A competitive runner himself, Alan Beckford, General Manager of the Jamaica Automobile Association (JAA), a subsidiary of the Jamaica National Building Society (JNBS), knows all too well the above syndrome and further knows the value of pressing through till the point where the ‘second wind’ arrives and the adrenaline returns. It has seen him safely through many a race, including last year’s Sigma 5K; but, also through the varied challenges presented by life in a rapidly changing post-modern society.
It’s also a parallel for his work at the 85-year old JAA that dates back to a meeting held at the Institute of Jamaica, on December 15, 1924, which sought to provide assistance to motorists and contribute to improved road safety and overall better motoring.
Of course, the founders would scarcely recognize today’s Jamaican motoring landscape, the numbers of motorists and motor vehicles on the island having increased exponentially. The JAA itself had effectively been in a state of dormancy for the past several years, but was revived in 2007 through the acquisition of the organisation by Jamaica National.
Today, the Jamaica Automobile Association presently offers the following benefits to members: vehicle registration renewal, in the Corporate Area; 42-hour emergency road service across the island; and assisting members to get started in the event of breakdowns requiring minor repair work.
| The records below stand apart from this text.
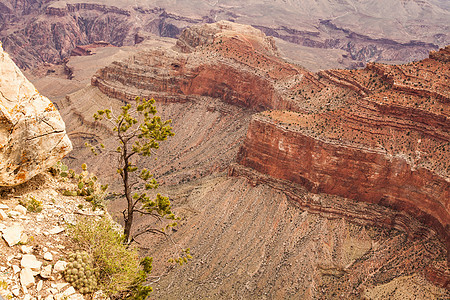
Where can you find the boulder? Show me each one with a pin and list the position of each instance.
(32, 133)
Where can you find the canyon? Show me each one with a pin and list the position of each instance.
(343, 172)
(342, 34)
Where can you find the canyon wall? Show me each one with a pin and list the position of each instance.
(46, 31)
(387, 145)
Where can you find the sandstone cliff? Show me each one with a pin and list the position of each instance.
(32, 133)
(378, 135)
(389, 145)
(350, 34)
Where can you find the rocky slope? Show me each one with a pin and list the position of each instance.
(389, 145)
(40, 31)
(34, 245)
(32, 133)
(211, 84)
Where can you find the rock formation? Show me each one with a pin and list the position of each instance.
(388, 145)
(352, 33)
(32, 133)
(369, 146)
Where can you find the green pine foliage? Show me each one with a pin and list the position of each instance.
(138, 132)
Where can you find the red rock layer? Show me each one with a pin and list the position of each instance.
(238, 65)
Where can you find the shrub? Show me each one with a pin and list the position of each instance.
(31, 204)
(120, 272)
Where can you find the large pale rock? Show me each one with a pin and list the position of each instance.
(29, 261)
(32, 133)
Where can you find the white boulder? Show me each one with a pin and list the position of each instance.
(32, 133)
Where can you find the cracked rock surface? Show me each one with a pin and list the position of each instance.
(32, 133)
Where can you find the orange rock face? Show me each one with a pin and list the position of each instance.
(379, 135)
(238, 65)
(388, 144)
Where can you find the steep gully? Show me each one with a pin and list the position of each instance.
(378, 135)
(36, 32)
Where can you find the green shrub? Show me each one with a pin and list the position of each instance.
(89, 188)
(31, 204)
(80, 272)
(118, 267)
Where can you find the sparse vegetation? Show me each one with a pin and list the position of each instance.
(31, 204)
(117, 267)
(138, 132)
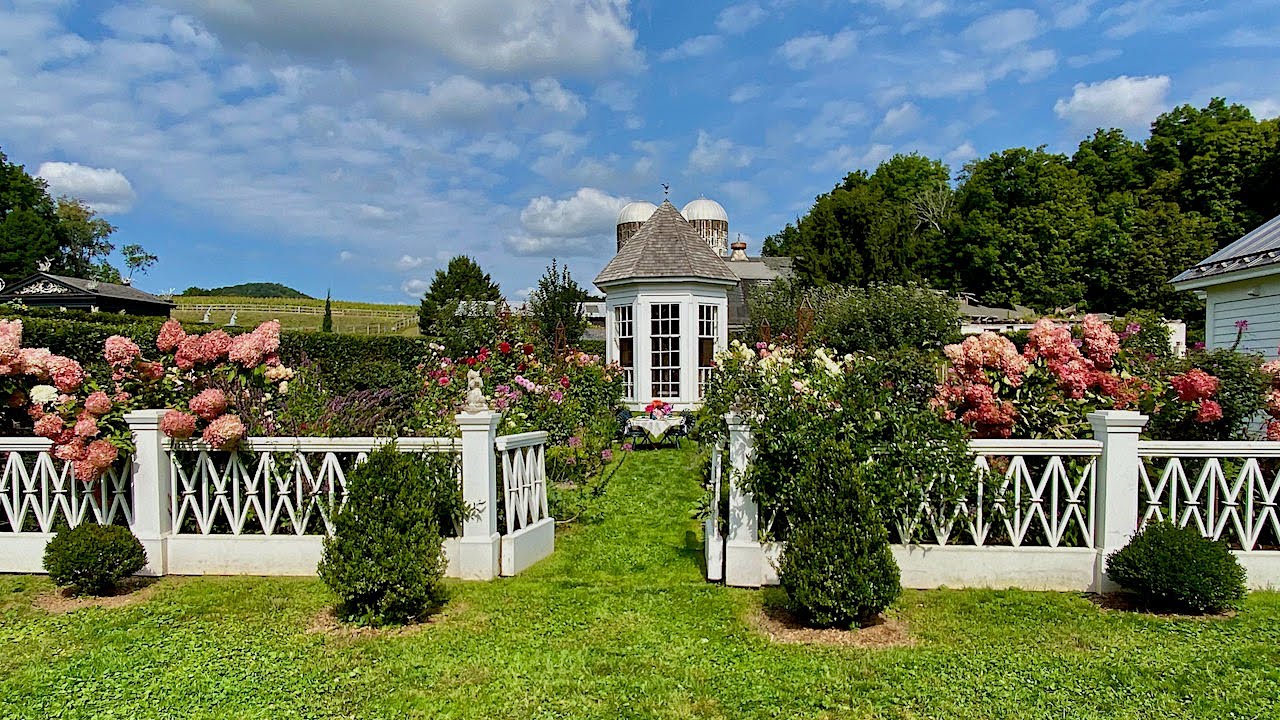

The JAA is rapidly being recognized for a greater variety of benefits. Beckford points out, the portfolio of organization, having been expanded, is gearing up to assist persons in many facets of their lives, including travel and lodging; auto buying, leasing, renting, and repair; and may eventually include financial services such as credit cards and insurance needs.
He adds that Jamaica, as the most active English-speaking Caribbean island that is on board with the FIA Foundation, is also able to offer JAA members access to benefits on a global scale, through reciprocity agreements with clubs in more than 120 countries. These benefits include savings at 155,000 locations worldwide as part of the JAA ‘Show Your Card and Save’ programme.
“Let’s say you’re a member and you’re taking your family to Orlando, Florida on vacation. Under the programme, with your card, you can save on car rental and accommodation rates, as well as save on admission to attractions such as Disney World.”
Another important role for the JAA, as a member of the National Road Safety Council, is road safety advocate. “Through our membership in the FIA that we are able to continue our role of being an advocate for road safety and protecting the rights of our motorists and have been able to participate in the ‘Think Before You Drive’ road safety campaign,” Beckford states. More recently, the JAA has partnered with Mona GeoInformatics Institute to offer GPS navigation and tracking devices for drivers.
He pointed out that the FIA will be distributing eight million leaflets and tyre gauges worldwide this year and of this amount, 200,000 have been allocated to the JAA, which they have been giving out. The Association also helped to launch the local leg of FIA’s global Make Roads Safe campaign to petition authorities, motorists and all road users to get global action on road safety as part of United Nations and G8 Nations Development Agendas.
For almost as long as there have been cars, the canary yellow square of the is recognized the world over, especially by motorists in distress who need roadside assistance, or by others consulting its various road maps and travel guides.
In addition to being the governing body of motor sport worldwide, the Fédération Internationale de l’Automobile, the FIA, has been dedicated to representing the interests of motoring organizations and motor car users throughout the world. This combination of road and track gives the FIA a unique responsibility as an independent world body concerned with a wide range of automotive, motoring and mobility issues.
The FIA is a non-profit making association which brings together 222 national motoring organizations from 130 countries on five continents. Its member clubs represent more than 150 million motorists and their families.
The JAA is also affiliated to the worldwide Association, Alliance Internationale de Tourisme (AIT) Headquartered in Geneva, Switzerland and the Federation Internationale de l’Automobile (FIA).
So, for those motorists who, in one form or another, have figuratively ‘hit the wall’ (hopefully not literally, but assistance is still available in such cases), the canary yellow will be there to provide the necessary ‘second wind,’ symbolizing safer roads and a better quality of life for Jamaicans.